戸田城聖全集質問会編 172 入社試験を受ける態度
〔質問〕 二人の青年部員が人社試験を受けました。そうとう自信があったのですが、両方とも口頭試問のなかに学会のことがあったので、得意になってべらべらしゃべってしまいました。そのためらしいのですが、落ちてしまいました。今後はそういうことが起こったとき、どう対処したらいいでしょうか。
あんまり、べらべらしゃべらないほうがいいのではありませんか。折伏でもはじめたのではないでしょうか。かんたんに話しておけばいいのです。そんな得意になって、べらべらしゃべるほど知っているわけでもないのですから。だから、かんたんにしゃべっておきなさい、と教えてください。
ちょっと、今のにつけくわえていいますが、就職試験などにいって、折伏させてはいけません。時も所も考えずに折伏をする、これがいちばん困ることなのです。よく、私はいうのです。八百屋をやっている人が、大根買いにきた、にんじん買いにきたという人をつかまえて、折伏するバカがあるのです。むこうは、大根買うためにきたのです。お説法を聞くためにきたのではないのだから、大根だけ安く売ってやれば、それでいいのです。さも自分がお坊さんになったようなつもりで、大根を買いにきた者、魚を買いにきた者に、実際に説法なんかする人がありますか。自分は就職試験にいったのだから、入社させてもらえばそれでいいのです。同じ理屈ではありませんか。あなた方も、このなかにやっている人がいるのではありませんか。

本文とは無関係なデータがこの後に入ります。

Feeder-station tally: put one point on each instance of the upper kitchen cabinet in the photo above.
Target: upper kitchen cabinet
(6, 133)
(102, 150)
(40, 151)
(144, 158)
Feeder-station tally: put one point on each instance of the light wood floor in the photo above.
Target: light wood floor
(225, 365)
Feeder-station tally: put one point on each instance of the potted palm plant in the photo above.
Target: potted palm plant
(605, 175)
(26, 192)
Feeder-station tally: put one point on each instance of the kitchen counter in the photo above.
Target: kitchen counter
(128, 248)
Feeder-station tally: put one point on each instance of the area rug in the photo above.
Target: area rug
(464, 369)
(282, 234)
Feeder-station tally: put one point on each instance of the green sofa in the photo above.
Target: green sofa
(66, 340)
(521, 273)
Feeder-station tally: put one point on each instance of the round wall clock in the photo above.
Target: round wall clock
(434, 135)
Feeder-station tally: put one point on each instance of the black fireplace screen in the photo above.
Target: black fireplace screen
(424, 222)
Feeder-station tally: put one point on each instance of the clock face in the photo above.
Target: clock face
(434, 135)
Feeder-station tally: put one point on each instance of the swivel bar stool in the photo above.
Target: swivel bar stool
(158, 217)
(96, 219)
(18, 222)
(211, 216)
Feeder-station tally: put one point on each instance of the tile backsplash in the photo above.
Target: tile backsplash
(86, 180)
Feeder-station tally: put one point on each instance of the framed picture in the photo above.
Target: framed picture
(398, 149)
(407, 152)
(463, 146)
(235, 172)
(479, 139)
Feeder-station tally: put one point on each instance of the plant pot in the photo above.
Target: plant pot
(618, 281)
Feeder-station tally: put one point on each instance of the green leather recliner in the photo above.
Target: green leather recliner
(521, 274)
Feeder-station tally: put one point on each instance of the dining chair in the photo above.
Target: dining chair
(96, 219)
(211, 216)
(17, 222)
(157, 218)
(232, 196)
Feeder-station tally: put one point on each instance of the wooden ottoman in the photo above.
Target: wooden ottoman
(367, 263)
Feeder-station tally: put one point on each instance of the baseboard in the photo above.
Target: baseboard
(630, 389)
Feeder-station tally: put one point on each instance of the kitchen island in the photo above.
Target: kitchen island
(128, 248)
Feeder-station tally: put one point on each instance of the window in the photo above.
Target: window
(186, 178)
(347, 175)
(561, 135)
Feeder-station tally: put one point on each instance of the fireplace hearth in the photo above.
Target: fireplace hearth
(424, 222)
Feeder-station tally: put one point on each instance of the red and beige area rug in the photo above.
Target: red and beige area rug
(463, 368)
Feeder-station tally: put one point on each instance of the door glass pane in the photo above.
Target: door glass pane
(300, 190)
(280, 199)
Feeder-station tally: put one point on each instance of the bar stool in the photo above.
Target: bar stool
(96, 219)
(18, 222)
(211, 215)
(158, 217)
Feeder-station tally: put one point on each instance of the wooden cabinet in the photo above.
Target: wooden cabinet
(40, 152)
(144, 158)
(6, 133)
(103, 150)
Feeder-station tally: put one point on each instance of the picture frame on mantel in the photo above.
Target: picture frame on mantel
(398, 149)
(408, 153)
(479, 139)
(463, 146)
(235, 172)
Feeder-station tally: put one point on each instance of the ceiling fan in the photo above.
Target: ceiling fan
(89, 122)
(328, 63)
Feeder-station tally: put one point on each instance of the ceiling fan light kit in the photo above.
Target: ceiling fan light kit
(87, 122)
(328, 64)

商売するかたわら、折伏している、それではだめです。商売が繁盛しなくなってしまいます。買いにくる者の気持ちを考えないといけません。よくかみわけてください。
「天晴れぬれば地明かなり法華を識る者は世法を得可きか」(御書全集二五四㌻)仏法の極意に達すれば、世法のこともおのずからわかると日蓮大聖人様はおっしゃっています。世法のこともわからないで折伏しさえすればいい。それはいけません。